Tillinghast v. Andrews

11 R.I. 84 | R.I. | 1874

We are of the opinion that the eighth clause of the will of Thomas Andrews is to be construed as a bequest of the residue of his estate, in distinct seventh parts, to such of the children of his seven brothers and sisters as might survive his wife, one part being given to each brother's or sister's children so surviving. We cannot construe the bequest as a bequest by the testator to his nephews and nieces as a class, for the will itself divides them into seven classes, and gives to them in varying and indeterminate proportions, according as the classes to which they severally belong may vary in numbers at the death of his wife. It results from our construction, that the seventh part which was given to such of the children of the sister, Alice Smith, as should survive the wife, has lapsed, all of her children having died before his wife; for we do not think this is a case in which grandchildren can be permitted to take under the designation of children.

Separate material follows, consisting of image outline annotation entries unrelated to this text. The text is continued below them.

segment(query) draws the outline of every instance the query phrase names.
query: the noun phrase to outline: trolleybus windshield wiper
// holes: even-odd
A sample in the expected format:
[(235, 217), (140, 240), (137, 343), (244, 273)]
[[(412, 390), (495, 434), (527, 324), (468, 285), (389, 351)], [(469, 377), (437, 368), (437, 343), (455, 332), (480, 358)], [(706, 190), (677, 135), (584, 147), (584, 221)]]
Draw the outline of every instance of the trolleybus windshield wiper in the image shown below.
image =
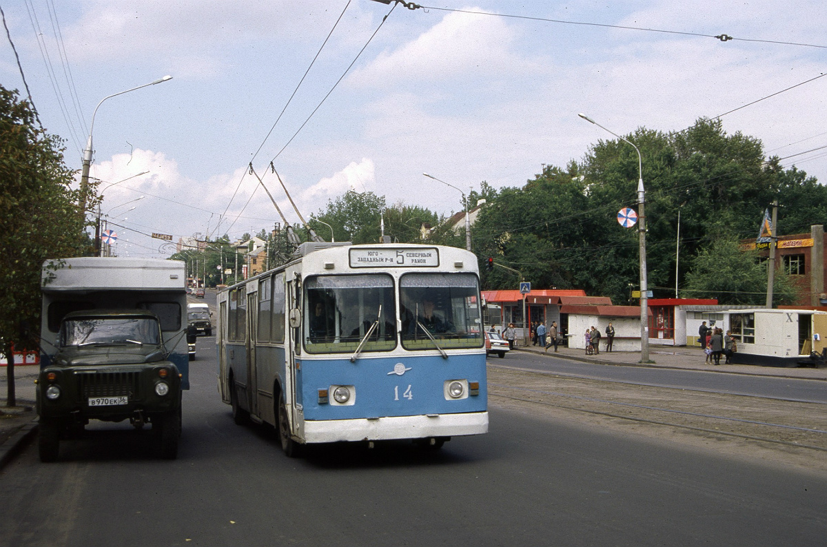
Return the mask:
[(439, 347), (439, 344), (437, 342), (437, 339), (433, 337), (433, 335), (431, 334), (430, 331), (426, 329), (425, 326), (420, 323), (418, 319), (416, 320), (416, 324), (419, 326), (420, 329), (423, 330), (423, 332), (428, 335), (428, 337), (431, 339), (431, 341), (433, 342), (433, 345), (437, 346), (437, 349), (439, 350), (439, 353), (442, 354), (442, 359), (447, 359), (448, 354), (445, 353), (445, 350), (442, 350), (441, 347)]
[(365, 335), (362, 336), (361, 341), (359, 342), (359, 347), (357, 347), (356, 350), (353, 352), (352, 355), (351, 355), (351, 363), (356, 363), (356, 358), (359, 357), (359, 354), (361, 353), (361, 346), (365, 345), (365, 342), (367, 340), (368, 338), (370, 337), (370, 335), (376, 329), (376, 327), (379, 326), (379, 320), (381, 316), (382, 316), (382, 305), (380, 304), (379, 313), (376, 314), (376, 321), (373, 321), (373, 325), (370, 326), (370, 328), (368, 329), (367, 332), (365, 333)]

The seventh part so lapsed must be distributed as intestate estate.

In regard to the five hundred dollars and interest, which is directed to be deducted from the seventh given to the children of Clarissa Richmond, we are of the opinion that the sum when deducted will again fall into the residue to be distributed as such, though we adopt this opinion not without some hesitation.

A decree may be entered to provide for a distribution of the residue in accordance with these views.